In recent years, as is well known, the market for films and TV series has radically changed: it happens more and more often, in fact, that large productions prefer to bring their products to streaming services, rather than to the cinema or to some traditional television network. . It has been a change driven above all by technological improvement, which has allowed millions of people to enjoy smooth, high-definition streaming, comparable to reproductions of a DVD or a blu-ray. Many experts and insiders wonder if the same is going to happen to the video game industry.
For example, the Financial Times asked this, trying to imagine what the future of consoles could be. The two most important consoles on the market – PlayStation 4 and Xbox One, produced by Sony and Microsoft respectively – came out five years ago, quite a long time for the life cycle of today's technological devices, and the next versions could be very different. from those we know today. In October, for example, Microsoft announced that it was working on a new project, called xCloud, which will allow you to play Xbox titles in streaming on smartphones and tablets, without the need to own a console.

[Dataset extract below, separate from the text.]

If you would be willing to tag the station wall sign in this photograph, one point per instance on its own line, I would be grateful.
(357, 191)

With the arrival of streaming games – a sector also known as cloud gaming – video games are about to undergo “the greatest transformation since the arrival of smartphone games,” according to Candice Mudrick, analyst at Newzoo, a research group on the video game industry. , and traditional console makers are likely to end up like Blockbuster after Netflix's arrival. The prerequisite for cloud gaming to take the place of physical or downloaded games is that internet connections become faster and faster, but something is already beginning to be seen.
In Japan, which has the fastest broadband connection of any G7 country, the game Assassin's Creed Odyssey has been streamed to the Nintendo Switch, the third-largest console in the world after PlayStation 4 and Xbox. The fact that it came out on the Nintendo console is no coincidence: the Switch has in fact focused since its arrival on the market, in 2017, not so much on its graphic power – incomparable with that of its competitors – but on the gaming experience. offer. The graphics of Assassin's Creed Odyssey played in streaming are certainly not of the level of the same game played on PC or console, but those who play are not only looking for the quality of the graphics. This is demonstrated by the example of Fortnite, the most popular video game of the last year. Graphically it is not comparable to many other games, but it is not the graphics behind its success, but everything around it, from being able to download it for free and play it without spending anything, to the possibility of challenging your friends online.

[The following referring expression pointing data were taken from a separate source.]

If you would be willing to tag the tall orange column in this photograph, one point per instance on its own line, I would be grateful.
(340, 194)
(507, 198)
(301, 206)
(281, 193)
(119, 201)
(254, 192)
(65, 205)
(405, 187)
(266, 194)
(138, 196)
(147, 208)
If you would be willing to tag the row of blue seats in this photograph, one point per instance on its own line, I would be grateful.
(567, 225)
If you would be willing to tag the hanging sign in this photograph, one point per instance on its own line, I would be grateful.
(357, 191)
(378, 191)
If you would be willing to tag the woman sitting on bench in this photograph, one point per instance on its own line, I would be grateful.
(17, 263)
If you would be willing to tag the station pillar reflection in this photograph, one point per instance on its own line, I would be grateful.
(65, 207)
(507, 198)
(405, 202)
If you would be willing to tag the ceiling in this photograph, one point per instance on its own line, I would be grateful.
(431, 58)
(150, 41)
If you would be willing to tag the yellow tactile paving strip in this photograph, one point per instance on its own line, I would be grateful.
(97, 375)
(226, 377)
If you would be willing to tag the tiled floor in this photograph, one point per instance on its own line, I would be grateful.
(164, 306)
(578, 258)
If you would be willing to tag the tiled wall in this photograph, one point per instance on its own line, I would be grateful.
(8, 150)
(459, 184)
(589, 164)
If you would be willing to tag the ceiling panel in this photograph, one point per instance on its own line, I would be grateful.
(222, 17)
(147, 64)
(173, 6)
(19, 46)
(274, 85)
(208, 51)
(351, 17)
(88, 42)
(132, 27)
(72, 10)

Cloud gaming is also viewed with particular attention by those who are not part of the video game industry, such as streaming movie and TV series services. The success of games like Fortnite, playable on any console, shows that in the future games could be increasingly unrelated to a single piece of hardware, and services like Netflix and Hulu, which already have a solid track record in the streaming sector, could become competitors of giants like PlayStation, Xbox and Nintendo.

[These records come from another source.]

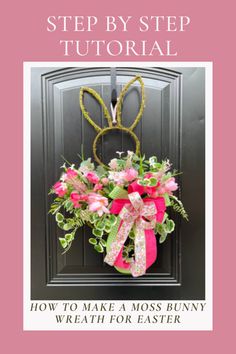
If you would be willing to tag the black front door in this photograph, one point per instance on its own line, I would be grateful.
(172, 126)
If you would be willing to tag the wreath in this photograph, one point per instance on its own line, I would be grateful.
(125, 203)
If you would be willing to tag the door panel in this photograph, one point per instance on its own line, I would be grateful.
(172, 126)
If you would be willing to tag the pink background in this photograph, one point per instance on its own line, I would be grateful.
(24, 38)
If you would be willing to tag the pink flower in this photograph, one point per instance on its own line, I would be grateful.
(70, 173)
(105, 181)
(97, 187)
(98, 203)
(169, 186)
(130, 174)
(92, 177)
(60, 189)
(76, 198)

In the future, technological advances will probably allow us to do without a console: we will be able to choose to play a video game just as today we choose to see a movie rather than another on Netflix, that is simply through a screen and a fast internet connection. At the moment, however, a device connected to a TV continues to be the best way to fully enjoy the experience of a game: while the experimentation of streaming games continues, consoles do not seem to be in a moment of crisis.
In general, sales of packaged video games have dropped dramatically in recent years – going from 600 million in 2008 to 290 million expected for this year – but there have been a few individual games that alone are allowing consoles to continue selling. This is the case of Red Dead Redemption 2, of which 17 million copies were sold in just 12 days of release. Thanks to Red Dead Redemption 2, last November 23, Sony recorded the second best year of sales of PlayStation 4 for “Black Friday”, a figure that would be impressive for any technological product but it is even more so for a console in its sixth year of life, which in any other sector would be considered old.